Lead scoring example:
Most companies use the lead scoring chart to rank their leads and allow them to segment their targeting. Using MQL and SQL systems help with seeing whether a lead is ready for a conversation or not. If you aren’t using the system yet, you can use it to maximise your sales conversations.
1 point would be allocated for visiting a website,
10 points would be allocated for filling out a form.
50 points would be allocated for requesting a demo
As the leads come in, a lead qualification software awards points to each prospect, the prospect is classified as an MQL or an SQL. As each lead has a numerical value, you can categorise them in order of highest priority to lowest. SQLs tend to have a higher rating than MQLs as the prospect is already interested in purchasing and doesn’t need to be nurtured.
Ensure your marketing and sales messaging are completely aligned.
It is important to ensure that the core values and key messages remain consistent all the way through the sales process. If a sales team shares inconsistent messaging, it can create confusion, reduce credibility, and reduce the conversion rate.
Personalise your communications.
Targeting the right prospects only enhances your business, no salesperson wants to go into a meeting with an unqualified prospect, it is just a waste of time. The key is to enrich your prospect with relevant information at the right time and not just bombard them with information. Maximise the opportunity you created with this meaningful connection and leverage that power. Most importantly, allow your prospect to go through the sales process naturally and not by force.
Use a CRM system
Using a CRM system allows you to store and categorise all of your leads in one place, you can efficiently manage and track the progress of each prospect’s sales cycle.

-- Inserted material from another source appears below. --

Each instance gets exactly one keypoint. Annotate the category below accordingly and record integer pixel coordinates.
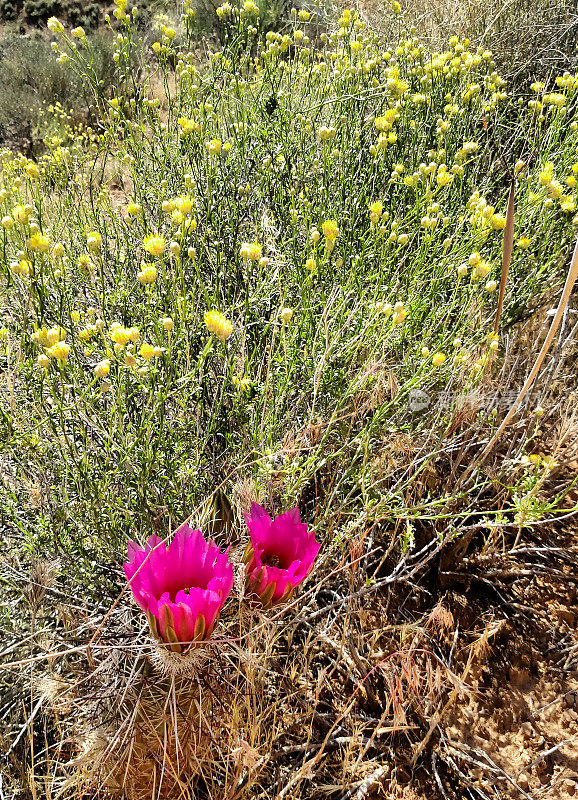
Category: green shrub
(9, 10)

Refine your lead scoring metrics
What other factors could play a role in leading to a higher quality sale? It is likely that refining your lead scoring metrics will require working closely with your sales team. What could you do to refine your lead scoring system? When you take time to reflect and refine each part of your process, you gain further insight into your prospect and how you can help.

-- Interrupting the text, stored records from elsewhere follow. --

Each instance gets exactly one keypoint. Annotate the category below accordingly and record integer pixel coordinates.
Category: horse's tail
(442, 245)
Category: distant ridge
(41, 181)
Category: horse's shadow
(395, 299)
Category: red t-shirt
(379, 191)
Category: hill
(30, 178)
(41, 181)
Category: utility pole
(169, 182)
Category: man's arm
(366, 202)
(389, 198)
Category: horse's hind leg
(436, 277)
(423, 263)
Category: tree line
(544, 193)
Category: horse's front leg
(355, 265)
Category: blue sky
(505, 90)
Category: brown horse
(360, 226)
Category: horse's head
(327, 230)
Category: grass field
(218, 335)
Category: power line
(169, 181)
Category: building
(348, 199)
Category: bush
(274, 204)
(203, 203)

Always remember success stories
Prospects will feel reassured by others’ success, they will have an easier time signing up when they know the product or service works. You may already be touting these success stories in your marketing messaging, but ensure your sales teams shout your successes until the end.

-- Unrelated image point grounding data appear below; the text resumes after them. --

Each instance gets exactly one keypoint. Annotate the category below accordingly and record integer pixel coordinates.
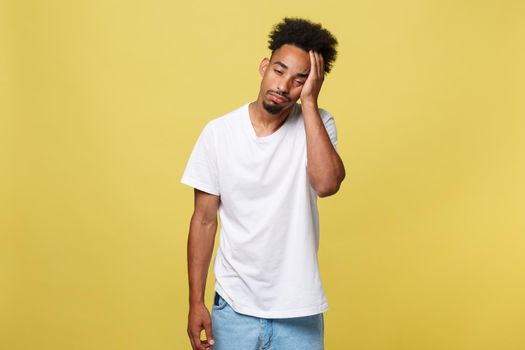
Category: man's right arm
(201, 239)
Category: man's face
(283, 78)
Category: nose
(283, 86)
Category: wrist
(309, 102)
(196, 303)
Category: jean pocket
(219, 303)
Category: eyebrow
(301, 75)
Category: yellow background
(102, 102)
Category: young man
(262, 166)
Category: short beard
(272, 109)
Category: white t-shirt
(266, 263)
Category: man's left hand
(313, 83)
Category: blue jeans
(234, 331)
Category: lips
(277, 98)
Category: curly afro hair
(305, 35)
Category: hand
(199, 319)
(313, 83)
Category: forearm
(325, 167)
(201, 240)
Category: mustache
(285, 96)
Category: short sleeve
(201, 171)
(329, 124)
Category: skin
(289, 75)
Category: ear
(263, 66)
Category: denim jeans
(234, 331)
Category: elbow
(330, 188)
(327, 191)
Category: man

Lead quality over lead quantity
Lead quality is the holy grail in outbound marketing. Higher quality leads tend to yield a higher propensity to convert. On the other hand, high quantity leads generally mean a lot of awareness, but lack of interest in purchasing the product resulting in low conversion rates.
Overvaluing and undervaluing leads
Beware of hanging onto suspects and pushing them further down the sales funnel. Let the prospect be in charge of making a decision, they need to be nurtured to be able to convert them into using our services. Being a supportive crutch, pointing out their pain points, and guiding them through the process seamlessly is the right way to go about it. If you are too pushy, you’re likely to chase them away then close a sale.
Don’t overcomplicate it
It might not be easy to spot the exact difference between an MQL and an SQL, but it is pretty straightforward. Both are considered to be qualified leads, an MQL simply put, requires additional marketing and nurturing and an SQL is ready for a sales call.
Understanding the fundamental difference between the two and how they work together is key to achieving efficiency within your organisation. A smooth transition between sales and marketing equals greater revenue in the long run.
You want to be tracking your insights into what’s working – what brings leads in, is your sales team having meaningful conversations, and how likely they are to convert? It takes trial and error, but they need to align, and getting them to work in unison will set your company apart.